LA REVOLUTION DE LA VIANDE DES VIEILLES VACHES GRASSES

“Ce ne sont pas les races qui m’intéressent, mais les bêtes. Je sélectionne de vieilles vaches grasses, qui ont été bien traitées. Je ne regarde pas l’âge, ni la race, ni l’origine. Les vaches engraissées en six mois ne valent rien. Je fais attention au traitement que l’éleveur donne à ses bêtes. La graisse est le miroir de la vache. Dans la Retinta, par exemple, la graisse ne s’infiltre pas ; c’est une race rustique, qui a vécu dans les champs, elle n’est pas bonne, contrairement à ce qui se passe pour les poulets ou les porcs.”

QUE PENSEZ-VOUS DES LONGUES MATURATIONS ?

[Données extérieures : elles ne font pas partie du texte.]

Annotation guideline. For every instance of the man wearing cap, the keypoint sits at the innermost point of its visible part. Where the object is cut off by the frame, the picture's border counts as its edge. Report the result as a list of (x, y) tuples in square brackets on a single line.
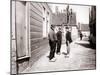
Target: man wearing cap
[(52, 42), (68, 40)]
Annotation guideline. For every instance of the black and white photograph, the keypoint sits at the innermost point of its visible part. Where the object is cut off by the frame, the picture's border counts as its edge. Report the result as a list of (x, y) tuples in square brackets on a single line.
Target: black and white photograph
[(52, 37)]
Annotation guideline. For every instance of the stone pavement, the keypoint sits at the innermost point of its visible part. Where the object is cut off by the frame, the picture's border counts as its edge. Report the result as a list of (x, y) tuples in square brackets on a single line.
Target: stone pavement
[(81, 57)]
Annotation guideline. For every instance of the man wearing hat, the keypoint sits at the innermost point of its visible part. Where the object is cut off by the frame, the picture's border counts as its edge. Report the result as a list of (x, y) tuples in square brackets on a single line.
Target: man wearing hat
[(68, 40), (52, 42), (59, 41)]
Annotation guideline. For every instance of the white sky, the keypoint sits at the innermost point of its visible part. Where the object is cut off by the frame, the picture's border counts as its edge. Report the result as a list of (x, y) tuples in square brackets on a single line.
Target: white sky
[(82, 12)]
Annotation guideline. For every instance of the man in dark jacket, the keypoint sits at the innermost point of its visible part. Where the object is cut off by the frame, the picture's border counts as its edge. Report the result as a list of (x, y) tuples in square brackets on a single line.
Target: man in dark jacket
[(52, 42), (68, 40), (59, 41)]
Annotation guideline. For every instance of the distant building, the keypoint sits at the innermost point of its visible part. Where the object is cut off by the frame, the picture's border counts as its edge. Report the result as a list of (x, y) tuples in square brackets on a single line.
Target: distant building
[(84, 28), (66, 18)]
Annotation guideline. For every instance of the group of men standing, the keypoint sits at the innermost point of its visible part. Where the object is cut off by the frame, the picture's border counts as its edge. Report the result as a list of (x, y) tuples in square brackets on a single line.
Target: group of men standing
[(55, 41)]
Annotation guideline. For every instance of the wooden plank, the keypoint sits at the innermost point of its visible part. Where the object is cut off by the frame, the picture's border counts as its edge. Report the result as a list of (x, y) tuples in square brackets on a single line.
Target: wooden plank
[(32, 7), (20, 28), (35, 22), (34, 28), (36, 16), (35, 35), (36, 40), (36, 6)]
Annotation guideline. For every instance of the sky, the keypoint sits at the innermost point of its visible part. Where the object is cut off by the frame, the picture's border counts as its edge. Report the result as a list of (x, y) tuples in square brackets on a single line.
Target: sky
[(82, 12)]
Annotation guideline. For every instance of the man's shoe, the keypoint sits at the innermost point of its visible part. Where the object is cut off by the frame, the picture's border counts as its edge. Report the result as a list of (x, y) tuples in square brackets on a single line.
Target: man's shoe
[(52, 60), (58, 53)]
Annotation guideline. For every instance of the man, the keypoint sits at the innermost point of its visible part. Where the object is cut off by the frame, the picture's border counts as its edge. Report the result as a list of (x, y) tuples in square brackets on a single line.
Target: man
[(59, 40), (52, 42), (81, 35), (68, 40)]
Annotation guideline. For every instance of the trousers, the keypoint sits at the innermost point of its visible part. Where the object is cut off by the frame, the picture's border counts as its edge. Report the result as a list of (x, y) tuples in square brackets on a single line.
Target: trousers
[(58, 46), (52, 49)]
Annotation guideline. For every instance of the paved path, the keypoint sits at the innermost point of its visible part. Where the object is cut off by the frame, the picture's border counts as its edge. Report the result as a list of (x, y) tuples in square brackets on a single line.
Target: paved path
[(81, 57)]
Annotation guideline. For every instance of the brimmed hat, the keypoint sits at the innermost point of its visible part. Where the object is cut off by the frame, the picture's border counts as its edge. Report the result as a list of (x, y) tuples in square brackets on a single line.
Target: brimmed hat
[(67, 27), (52, 25)]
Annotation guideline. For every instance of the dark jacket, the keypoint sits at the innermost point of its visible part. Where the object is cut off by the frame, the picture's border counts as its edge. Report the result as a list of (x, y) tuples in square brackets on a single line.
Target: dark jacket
[(68, 36), (59, 35), (52, 36)]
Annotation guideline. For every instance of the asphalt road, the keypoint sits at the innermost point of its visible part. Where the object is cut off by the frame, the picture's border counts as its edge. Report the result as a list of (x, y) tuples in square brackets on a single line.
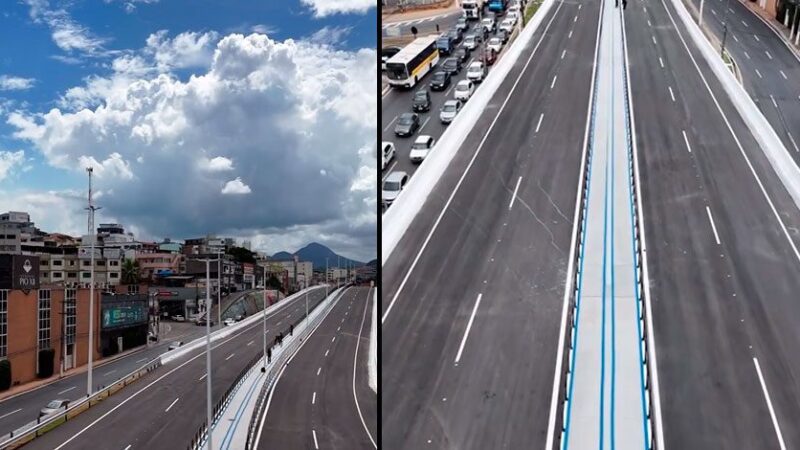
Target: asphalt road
[(770, 71), (314, 397), (166, 407), (513, 257), (398, 101), (723, 270)]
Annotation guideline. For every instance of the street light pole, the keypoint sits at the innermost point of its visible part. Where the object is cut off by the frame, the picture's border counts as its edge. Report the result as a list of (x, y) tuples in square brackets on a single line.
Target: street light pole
[(92, 238)]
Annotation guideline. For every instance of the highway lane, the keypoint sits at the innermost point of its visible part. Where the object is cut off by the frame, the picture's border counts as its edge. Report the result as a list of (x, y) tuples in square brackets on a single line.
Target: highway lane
[(398, 101), (722, 263), (770, 71), (469, 342), (165, 408), (314, 395)]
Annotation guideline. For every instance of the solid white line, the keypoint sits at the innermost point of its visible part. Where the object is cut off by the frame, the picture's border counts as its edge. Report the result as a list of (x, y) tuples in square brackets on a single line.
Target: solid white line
[(172, 404), (769, 405), (713, 227), (466, 171), (385, 129), (355, 360), (425, 123), (569, 280), (8, 414), (514, 195), (469, 325), (686, 139)]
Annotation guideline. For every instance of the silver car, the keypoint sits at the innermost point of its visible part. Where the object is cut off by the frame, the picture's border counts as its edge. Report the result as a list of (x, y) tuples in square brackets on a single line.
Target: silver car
[(450, 110)]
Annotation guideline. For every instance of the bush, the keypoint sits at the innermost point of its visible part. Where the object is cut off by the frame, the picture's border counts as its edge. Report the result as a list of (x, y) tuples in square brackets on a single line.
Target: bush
[(5, 374)]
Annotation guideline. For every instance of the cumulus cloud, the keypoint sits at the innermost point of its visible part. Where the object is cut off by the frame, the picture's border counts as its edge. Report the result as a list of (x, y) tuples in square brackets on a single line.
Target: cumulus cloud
[(10, 160), (8, 83), (323, 8), (236, 187), (285, 112)]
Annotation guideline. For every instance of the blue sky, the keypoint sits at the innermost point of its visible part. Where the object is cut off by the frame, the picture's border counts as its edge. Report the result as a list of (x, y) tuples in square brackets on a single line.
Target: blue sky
[(82, 58)]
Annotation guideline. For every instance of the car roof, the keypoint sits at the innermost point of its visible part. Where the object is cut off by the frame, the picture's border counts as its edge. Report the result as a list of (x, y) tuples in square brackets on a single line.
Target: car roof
[(396, 176)]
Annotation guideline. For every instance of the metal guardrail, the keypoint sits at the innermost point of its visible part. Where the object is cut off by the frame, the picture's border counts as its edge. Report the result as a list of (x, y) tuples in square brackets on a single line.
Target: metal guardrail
[(272, 373), (17, 439), (199, 439)]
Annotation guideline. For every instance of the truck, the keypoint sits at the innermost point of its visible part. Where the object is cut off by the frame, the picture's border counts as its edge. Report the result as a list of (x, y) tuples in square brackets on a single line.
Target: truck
[(472, 9)]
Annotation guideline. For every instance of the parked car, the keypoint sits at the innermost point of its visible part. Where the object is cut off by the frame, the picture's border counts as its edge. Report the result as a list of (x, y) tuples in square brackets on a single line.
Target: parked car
[(440, 80), (449, 110), (462, 54), (494, 44), (422, 146), (421, 101), (388, 153), (464, 90), (470, 42), (386, 53), (407, 124), (53, 407), (451, 66), (476, 71), (392, 186)]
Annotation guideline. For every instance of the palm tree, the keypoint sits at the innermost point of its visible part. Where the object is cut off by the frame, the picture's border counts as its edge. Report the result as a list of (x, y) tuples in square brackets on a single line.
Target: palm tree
[(130, 272)]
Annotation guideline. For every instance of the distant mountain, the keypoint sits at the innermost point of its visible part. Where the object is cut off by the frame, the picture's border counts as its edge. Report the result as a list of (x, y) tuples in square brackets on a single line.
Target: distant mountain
[(316, 253)]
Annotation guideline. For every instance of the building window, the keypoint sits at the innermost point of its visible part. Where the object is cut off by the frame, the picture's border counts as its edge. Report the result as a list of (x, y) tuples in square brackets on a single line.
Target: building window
[(70, 302), (3, 324), (44, 318)]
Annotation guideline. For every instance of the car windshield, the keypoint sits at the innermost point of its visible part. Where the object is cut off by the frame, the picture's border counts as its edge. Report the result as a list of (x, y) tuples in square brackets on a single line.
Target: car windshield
[(405, 119), (391, 186)]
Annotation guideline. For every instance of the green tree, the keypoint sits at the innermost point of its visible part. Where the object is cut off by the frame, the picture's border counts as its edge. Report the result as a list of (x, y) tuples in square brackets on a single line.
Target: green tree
[(130, 272)]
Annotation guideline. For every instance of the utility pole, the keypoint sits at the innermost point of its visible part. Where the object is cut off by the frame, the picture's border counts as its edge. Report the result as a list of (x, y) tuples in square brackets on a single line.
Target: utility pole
[(92, 238)]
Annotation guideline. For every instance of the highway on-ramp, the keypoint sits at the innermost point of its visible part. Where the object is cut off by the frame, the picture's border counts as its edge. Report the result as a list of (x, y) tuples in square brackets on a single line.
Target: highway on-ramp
[(473, 293), (313, 404), (165, 408)]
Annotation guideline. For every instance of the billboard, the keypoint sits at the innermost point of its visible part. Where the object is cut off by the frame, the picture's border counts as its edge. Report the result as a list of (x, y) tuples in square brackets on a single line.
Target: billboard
[(19, 272)]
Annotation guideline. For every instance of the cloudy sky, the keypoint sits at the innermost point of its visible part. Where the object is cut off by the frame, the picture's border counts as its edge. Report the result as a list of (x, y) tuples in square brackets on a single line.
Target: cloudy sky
[(252, 119)]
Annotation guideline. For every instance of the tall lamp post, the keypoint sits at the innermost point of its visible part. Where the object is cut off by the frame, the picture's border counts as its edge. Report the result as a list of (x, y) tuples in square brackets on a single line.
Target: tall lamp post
[(92, 238)]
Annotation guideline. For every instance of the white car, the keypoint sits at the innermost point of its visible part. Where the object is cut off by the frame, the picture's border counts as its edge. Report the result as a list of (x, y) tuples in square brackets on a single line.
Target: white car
[(495, 44), (507, 24), (476, 71), (488, 24), (464, 90), (450, 110), (422, 146), (388, 153)]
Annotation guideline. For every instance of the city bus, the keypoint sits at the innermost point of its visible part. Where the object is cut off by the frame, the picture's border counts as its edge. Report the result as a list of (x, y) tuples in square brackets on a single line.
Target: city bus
[(411, 63)]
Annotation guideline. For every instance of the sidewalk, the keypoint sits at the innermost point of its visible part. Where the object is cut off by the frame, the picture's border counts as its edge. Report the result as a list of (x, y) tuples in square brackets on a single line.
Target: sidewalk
[(776, 26)]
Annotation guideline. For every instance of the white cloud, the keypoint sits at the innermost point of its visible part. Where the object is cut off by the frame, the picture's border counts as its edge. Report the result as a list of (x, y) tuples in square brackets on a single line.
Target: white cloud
[(285, 112), (236, 187), (330, 35), (8, 161), (216, 164), (324, 8), (8, 83)]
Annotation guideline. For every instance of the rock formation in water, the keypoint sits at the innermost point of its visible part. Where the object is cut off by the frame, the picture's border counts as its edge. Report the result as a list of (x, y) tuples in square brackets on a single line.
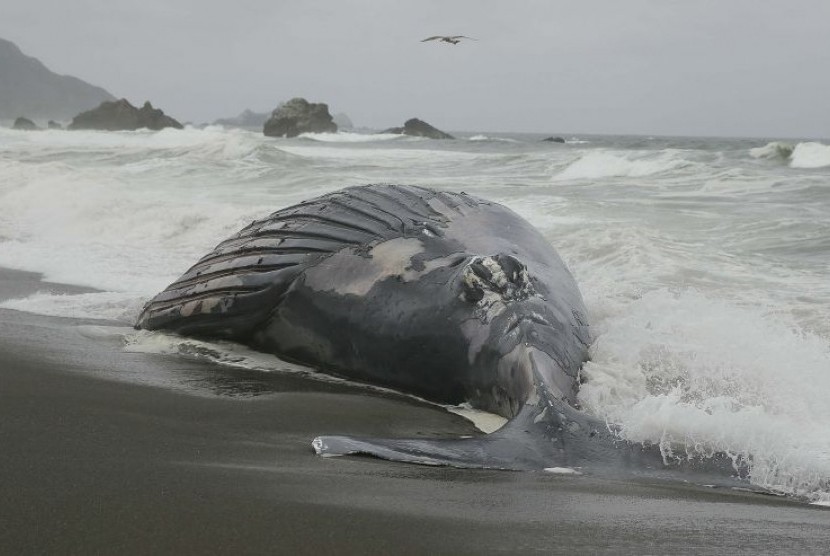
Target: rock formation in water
[(28, 87), (419, 128), (343, 121), (121, 115), (299, 116), (24, 124)]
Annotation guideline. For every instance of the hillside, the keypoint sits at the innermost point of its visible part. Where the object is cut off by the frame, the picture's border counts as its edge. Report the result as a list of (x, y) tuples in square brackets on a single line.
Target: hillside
[(28, 88)]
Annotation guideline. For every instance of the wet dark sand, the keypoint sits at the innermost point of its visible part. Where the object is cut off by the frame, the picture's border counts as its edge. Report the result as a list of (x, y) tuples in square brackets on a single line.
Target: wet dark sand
[(103, 451)]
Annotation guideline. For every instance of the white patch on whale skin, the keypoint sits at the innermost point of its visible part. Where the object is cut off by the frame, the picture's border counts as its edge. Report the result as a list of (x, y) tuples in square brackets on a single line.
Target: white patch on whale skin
[(349, 272), (562, 471), (482, 420)]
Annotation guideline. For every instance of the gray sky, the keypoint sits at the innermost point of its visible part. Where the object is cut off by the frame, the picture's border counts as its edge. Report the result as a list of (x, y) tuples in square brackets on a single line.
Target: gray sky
[(694, 67)]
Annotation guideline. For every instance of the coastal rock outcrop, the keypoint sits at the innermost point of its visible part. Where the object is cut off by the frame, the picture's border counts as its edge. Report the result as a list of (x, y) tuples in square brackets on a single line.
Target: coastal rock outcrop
[(298, 116), (419, 128), (24, 123), (343, 121), (120, 115)]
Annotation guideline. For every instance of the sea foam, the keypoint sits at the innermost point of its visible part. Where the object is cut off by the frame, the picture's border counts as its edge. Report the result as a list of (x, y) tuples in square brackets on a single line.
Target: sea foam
[(604, 164), (810, 155)]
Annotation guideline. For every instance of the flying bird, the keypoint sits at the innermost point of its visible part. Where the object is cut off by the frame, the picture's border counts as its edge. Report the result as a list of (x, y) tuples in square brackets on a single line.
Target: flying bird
[(452, 39)]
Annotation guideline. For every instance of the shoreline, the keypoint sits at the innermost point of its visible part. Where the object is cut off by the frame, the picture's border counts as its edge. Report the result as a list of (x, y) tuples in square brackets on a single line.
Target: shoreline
[(96, 457)]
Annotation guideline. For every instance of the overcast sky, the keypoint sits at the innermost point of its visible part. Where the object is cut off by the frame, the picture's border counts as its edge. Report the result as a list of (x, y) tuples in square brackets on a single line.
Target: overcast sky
[(693, 67)]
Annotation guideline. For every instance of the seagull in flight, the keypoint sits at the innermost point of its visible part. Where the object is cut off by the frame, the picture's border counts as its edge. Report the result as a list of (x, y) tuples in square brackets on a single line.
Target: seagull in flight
[(452, 39)]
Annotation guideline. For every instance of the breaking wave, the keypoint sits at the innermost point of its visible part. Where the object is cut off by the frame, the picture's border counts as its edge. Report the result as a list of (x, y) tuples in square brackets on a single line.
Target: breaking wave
[(605, 164)]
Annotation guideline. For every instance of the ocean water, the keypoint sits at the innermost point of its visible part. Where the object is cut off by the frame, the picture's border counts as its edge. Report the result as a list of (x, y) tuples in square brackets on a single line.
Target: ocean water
[(704, 263)]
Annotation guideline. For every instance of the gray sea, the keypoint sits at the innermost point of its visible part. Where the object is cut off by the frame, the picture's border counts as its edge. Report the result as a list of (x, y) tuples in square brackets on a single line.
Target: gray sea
[(704, 263)]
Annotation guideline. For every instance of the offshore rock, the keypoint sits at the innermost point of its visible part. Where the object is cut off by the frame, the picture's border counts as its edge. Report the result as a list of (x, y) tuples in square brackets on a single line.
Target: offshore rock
[(24, 124), (419, 128), (120, 115), (298, 116)]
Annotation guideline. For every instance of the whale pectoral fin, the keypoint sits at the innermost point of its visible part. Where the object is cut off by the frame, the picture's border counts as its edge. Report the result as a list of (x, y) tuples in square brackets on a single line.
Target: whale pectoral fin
[(519, 445), (545, 436), (493, 451)]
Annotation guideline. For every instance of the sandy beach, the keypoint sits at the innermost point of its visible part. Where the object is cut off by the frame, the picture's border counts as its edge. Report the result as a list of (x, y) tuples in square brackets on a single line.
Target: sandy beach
[(105, 451)]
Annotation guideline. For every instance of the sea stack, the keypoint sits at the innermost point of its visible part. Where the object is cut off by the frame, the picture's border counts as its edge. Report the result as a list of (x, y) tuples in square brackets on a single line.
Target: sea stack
[(419, 128), (120, 115), (24, 124), (298, 116)]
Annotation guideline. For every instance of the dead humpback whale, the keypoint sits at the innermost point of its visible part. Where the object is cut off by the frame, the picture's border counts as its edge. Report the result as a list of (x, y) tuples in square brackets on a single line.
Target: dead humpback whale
[(443, 295), (451, 39)]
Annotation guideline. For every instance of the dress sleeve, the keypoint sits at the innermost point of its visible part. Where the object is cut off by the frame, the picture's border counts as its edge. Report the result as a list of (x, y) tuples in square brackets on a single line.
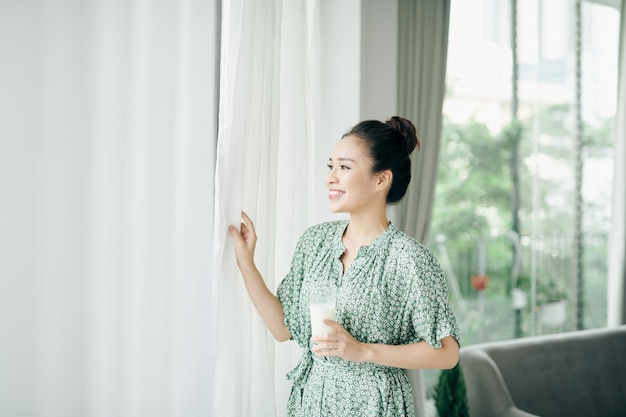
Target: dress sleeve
[(433, 318), (289, 295)]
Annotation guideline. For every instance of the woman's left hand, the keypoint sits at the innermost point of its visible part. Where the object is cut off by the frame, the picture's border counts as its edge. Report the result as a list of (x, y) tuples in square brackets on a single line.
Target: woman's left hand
[(339, 343)]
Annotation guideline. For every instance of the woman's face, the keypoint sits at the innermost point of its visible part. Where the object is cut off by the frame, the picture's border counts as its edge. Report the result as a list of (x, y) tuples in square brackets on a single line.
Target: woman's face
[(352, 187)]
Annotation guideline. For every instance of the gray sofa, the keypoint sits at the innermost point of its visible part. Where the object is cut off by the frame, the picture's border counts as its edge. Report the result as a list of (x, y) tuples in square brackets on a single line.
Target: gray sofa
[(579, 373)]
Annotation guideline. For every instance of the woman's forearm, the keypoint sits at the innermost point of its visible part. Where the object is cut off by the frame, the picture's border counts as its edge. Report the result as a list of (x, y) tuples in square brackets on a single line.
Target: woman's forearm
[(415, 356), (267, 305)]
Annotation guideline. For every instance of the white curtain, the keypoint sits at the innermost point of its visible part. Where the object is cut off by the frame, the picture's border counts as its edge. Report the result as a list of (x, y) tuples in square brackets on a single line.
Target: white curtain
[(266, 128), (617, 247), (108, 137), (422, 56)]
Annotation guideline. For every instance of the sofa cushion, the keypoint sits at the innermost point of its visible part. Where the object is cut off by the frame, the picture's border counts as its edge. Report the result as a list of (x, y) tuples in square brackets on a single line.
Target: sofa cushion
[(579, 373)]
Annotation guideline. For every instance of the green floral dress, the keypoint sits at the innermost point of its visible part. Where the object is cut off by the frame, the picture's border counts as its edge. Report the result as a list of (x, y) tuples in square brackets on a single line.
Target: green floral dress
[(394, 293)]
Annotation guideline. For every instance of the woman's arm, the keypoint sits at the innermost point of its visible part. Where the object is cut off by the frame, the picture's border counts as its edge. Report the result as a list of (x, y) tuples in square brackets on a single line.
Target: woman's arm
[(414, 356), (266, 303)]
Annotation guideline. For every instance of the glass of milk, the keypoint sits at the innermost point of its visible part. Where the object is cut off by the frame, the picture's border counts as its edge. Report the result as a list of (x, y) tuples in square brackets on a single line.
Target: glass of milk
[(322, 306)]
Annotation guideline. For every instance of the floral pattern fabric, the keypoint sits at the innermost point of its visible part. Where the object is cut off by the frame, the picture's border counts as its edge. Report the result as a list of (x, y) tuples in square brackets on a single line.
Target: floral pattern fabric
[(393, 293)]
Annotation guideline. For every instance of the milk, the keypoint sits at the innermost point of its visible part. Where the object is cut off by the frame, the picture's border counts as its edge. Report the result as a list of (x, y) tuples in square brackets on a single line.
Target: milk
[(319, 312)]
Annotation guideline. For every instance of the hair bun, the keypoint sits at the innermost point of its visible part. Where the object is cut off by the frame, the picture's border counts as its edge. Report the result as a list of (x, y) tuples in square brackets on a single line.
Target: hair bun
[(406, 129)]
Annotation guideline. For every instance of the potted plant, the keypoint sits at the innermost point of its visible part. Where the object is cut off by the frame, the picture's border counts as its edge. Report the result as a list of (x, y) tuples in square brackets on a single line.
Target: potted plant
[(450, 394)]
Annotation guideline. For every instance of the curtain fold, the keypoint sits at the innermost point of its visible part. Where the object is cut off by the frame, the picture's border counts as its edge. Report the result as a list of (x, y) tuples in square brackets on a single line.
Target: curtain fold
[(110, 148), (266, 127), (422, 54), (617, 247)]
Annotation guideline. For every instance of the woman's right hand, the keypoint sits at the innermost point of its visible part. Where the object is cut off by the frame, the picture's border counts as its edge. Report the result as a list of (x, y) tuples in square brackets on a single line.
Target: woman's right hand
[(245, 241)]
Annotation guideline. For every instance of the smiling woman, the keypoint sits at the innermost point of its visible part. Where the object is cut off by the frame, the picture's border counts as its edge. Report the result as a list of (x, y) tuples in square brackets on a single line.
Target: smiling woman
[(392, 308)]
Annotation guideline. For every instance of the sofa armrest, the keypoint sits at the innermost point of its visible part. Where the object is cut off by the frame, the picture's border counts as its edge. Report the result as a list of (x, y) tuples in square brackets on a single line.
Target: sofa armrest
[(487, 393), (516, 412)]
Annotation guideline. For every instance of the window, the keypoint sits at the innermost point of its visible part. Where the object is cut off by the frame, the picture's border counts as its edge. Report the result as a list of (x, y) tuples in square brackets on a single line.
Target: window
[(521, 213)]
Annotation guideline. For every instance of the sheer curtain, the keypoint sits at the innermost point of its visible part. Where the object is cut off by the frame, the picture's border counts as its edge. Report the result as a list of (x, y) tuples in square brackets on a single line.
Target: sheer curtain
[(422, 55), (107, 155), (266, 128), (617, 253)]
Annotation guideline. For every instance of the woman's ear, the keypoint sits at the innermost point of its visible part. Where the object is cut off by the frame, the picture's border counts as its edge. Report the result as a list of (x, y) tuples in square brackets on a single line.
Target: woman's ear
[(384, 179)]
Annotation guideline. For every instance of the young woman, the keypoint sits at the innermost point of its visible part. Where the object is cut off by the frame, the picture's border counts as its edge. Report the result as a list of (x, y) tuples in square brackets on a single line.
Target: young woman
[(391, 297)]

Trop de maturation est synonyme de putréfaction. D’un point de vue bactériologique, ce sont des viandes à risques. En France, les autorités sanitaires interdisent les maturations prolongées. Avec un grill à 60ºC, les bactéries survivent. En Espagne, la mode a commencé dans les grandes villes. Une mode étrange qui a surgi parmi des groupes de clients. En général, dans notre société, les gens aiment les viandes tendres, ils ont oublié de mastiquer, ils préfèrent les textures qui fondent dans la bouche. Nous tendons à des aliments propres à une société « molle ». Les rôtisseurs ont peur qu’on leur reproche que la viande est dure, si cela arrive, c’est la fin de leur restaurant. Alors, devant le doute, l’hôtelier choisit de faire maturer plus longtemps. Quant aux clients, ils préfèrent les goûts exclusifs issus de longues maturations aux viandes insipides. Les goûts de foie, de chasse et de roquefort, entre autres. En Europe aussi, il y a une tendance à ce cirque qui cherche la notoriété, parce qu’avec 15 ou 20 jours de chambre, une viande peut être absolument tendre.